As I wrote the paragraph above, the question came to me: “What is an ‘indigenous’ person?” Looking at the origins of the Lemba people of Zimbabwe/South Africa, for example, one sees two distinct and separate peoples of two different races, cultures, beliefs and practices who forged a “new” yet centuries old culture. If one is a student of ancient history, it is readily apparent that many other people of the world whom we call “indigenous” today originated from some other geographical location and migrated to wherever they are now. There are many beliefs about the origins of the human race: scientific theories, cultural, religious and spiritual beliefs. No matter what your belief about the origins of the human species, there is no doubt that innumerable cross-cultural exchanges and mergings of beliefs and spiritual practices have taken place since the dawning of Homo sapiens. So, what and who, indeed, are “indigenous” people? Martin Prechtel, shaman, artist, healer, and writer, tells us that if we search long enough, we will find that each and every one of us has an “indigenous heart.” (15)

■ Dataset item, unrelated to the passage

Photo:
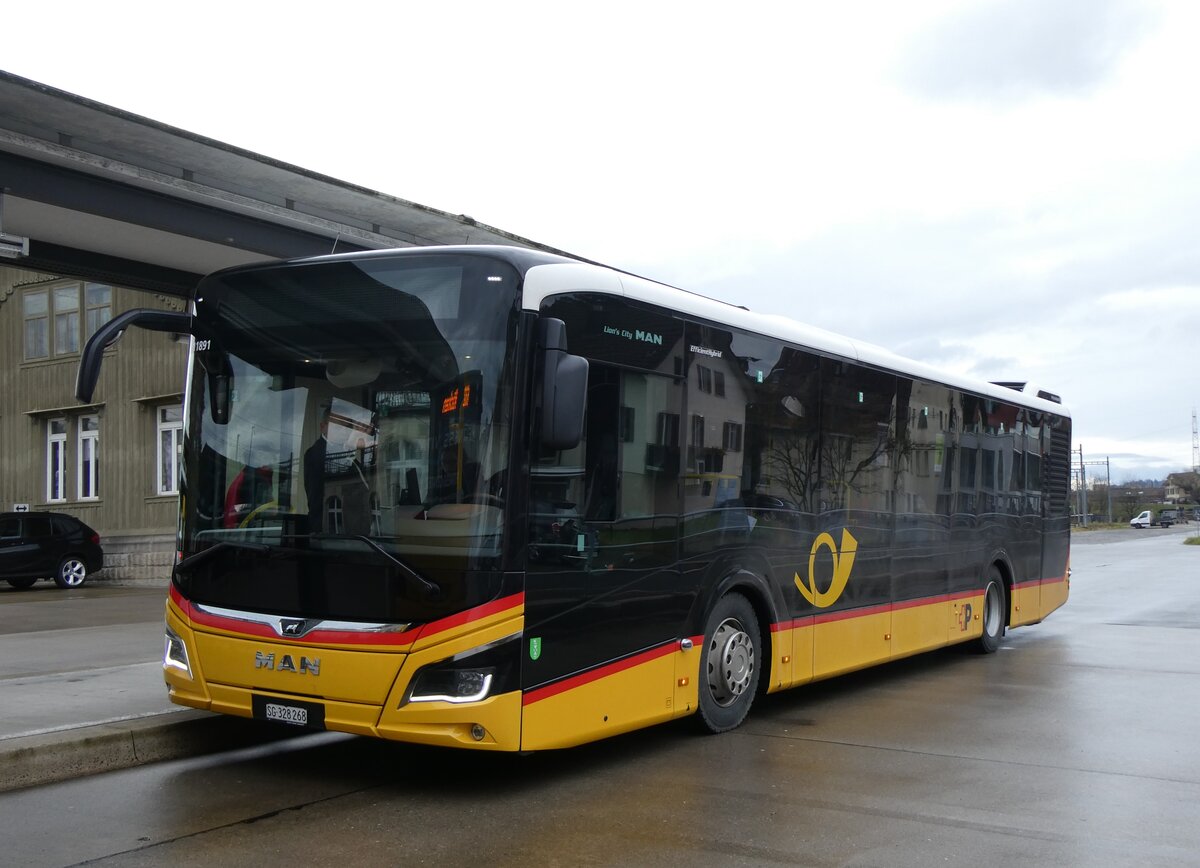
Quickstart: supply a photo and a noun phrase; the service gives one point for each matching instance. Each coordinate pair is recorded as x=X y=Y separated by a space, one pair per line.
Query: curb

I will leave this essay with my own adaptation of the Buddhist metaphor about the ocean and the waves (16): Each cultural or spiritual tradition is a “wave” that is not entirely separate in its existence and yet not entirely “one” with each other; there exists a common, underlying “ocean” substance--what I call “Indigenous Wisdom”. May we each embark upon a spiritual journey to find this Indigenous Wisdom for ourselves, in our own unique and individual way, while learning from each other as we go.